Suara pesan masuk dari ponsel Alex membuat pemuda itu menyeka airmatanya, ia menatap layar tersebut dengan wajah lelah, belum selesai masalah satu, masalah lain berdatangan, sungguh sesuatu yang membingungkan.
Alex cepat-cepat ke alamat yang baru saja dikirimkan oleh seseorang yang nomornya tidak pemuda itu simpan.
Sekitar tiga puluh menit, akhirnya taksi yang ditumpangi oleh Alex berhenti disebuah rumah terpencil di Jakarta, tanah yang mengelilingi rumah tersebut cukup terbilang luas, hanya ada satu rumah yang berada di tanah tersebut.

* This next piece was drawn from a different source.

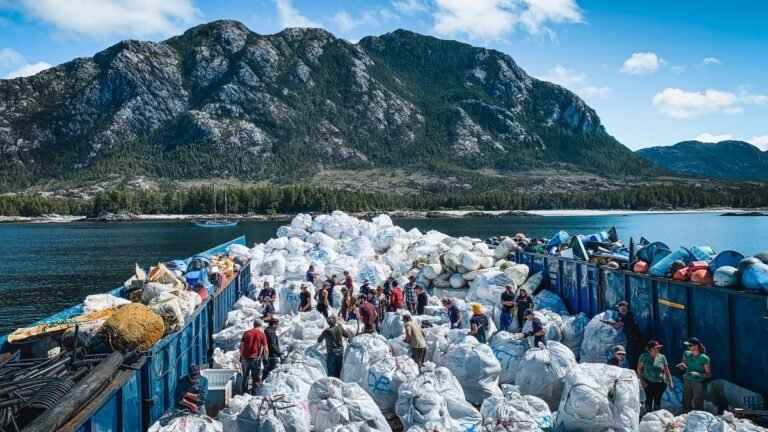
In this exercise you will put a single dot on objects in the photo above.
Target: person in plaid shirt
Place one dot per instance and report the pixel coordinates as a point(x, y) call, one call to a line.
point(410, 294)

"Maaf Pak, ini benar emang alamat yang tadi saya kasih?" tanya Alex yang masih terlihat bingung. Supir taksi itu mengangguk membenarkan, ia tahu betul lokasi ini karena sering melewati area tersebut.
"Benar Pak, saya sering lewat sini. Beberapa kali juga ada yang meminta mengantarkan ke sini jadi tidak mungkin salah," jelas supir taksi tersebut dengan yakin.
"Baiklah kalau begitu, Pak. Terima kasih ya. Kembaliannya ambil saja," ucap Alex sambil menyodorkan dua lembar uang seratusan.
Alex pun turun dari taksi sambil melihat sekeliling. Ia melangkahkan kakinya dengan pelan sambil masih melihat sekeliling dengan waspada, pasalnya di tempat itu sangatlah sepi dan jauh dari tetangga.
"Cari siapa ya, Mas?" tanya seseorang yang berada di belakang Alex. Alex sedikit terkejut, untung saja ia tidak mengeluarkan sumpah serapah ketika ia terkejut tadi.
Terlihat nenek-nenek tua yang memakai baju kebaya dengan postur tubuh yang sedikit bungkuk menghampiri Alex.
"Ah, anu Nek. Apa benar di sini rumah Mbah Momo?" tanya Alex dengan sedikit ragu. Wanita tua itu mengagguk ramah sambil tersenyum.
"Iya benar itu saya sendiri, mari masuk," ajak Mbah Momo mempersilakan Alex untuk memasuki rumahnya yang sudah lumayan dekat itu.
Alex hanya mengangguk kemudian menguntit Mbah Momo dari belakang. Ia masih tidak yakin Sena ke tempat seperti ini untuk apa? Dalam hati ia terus bertanya mengapa Sena repot-repot ke rumah seperti ini.
Sesampainya di teras gubuk Mbah Momo, Alex dipersilakan duduk sementara Mbah Momo membuatkan teh hangat untuk tamunya tersebut.
Mata Alex terus was-was, dari gubuk tersebut tercium bau amis darah. Gubuk yang sebenarnya terbilang tidak layak huni ini membuat Alex sedikit risih.
Wajah Alex seketika panik ketika ada seorang wanita yang datang memanggil nama Mbah Momo dengan lantang.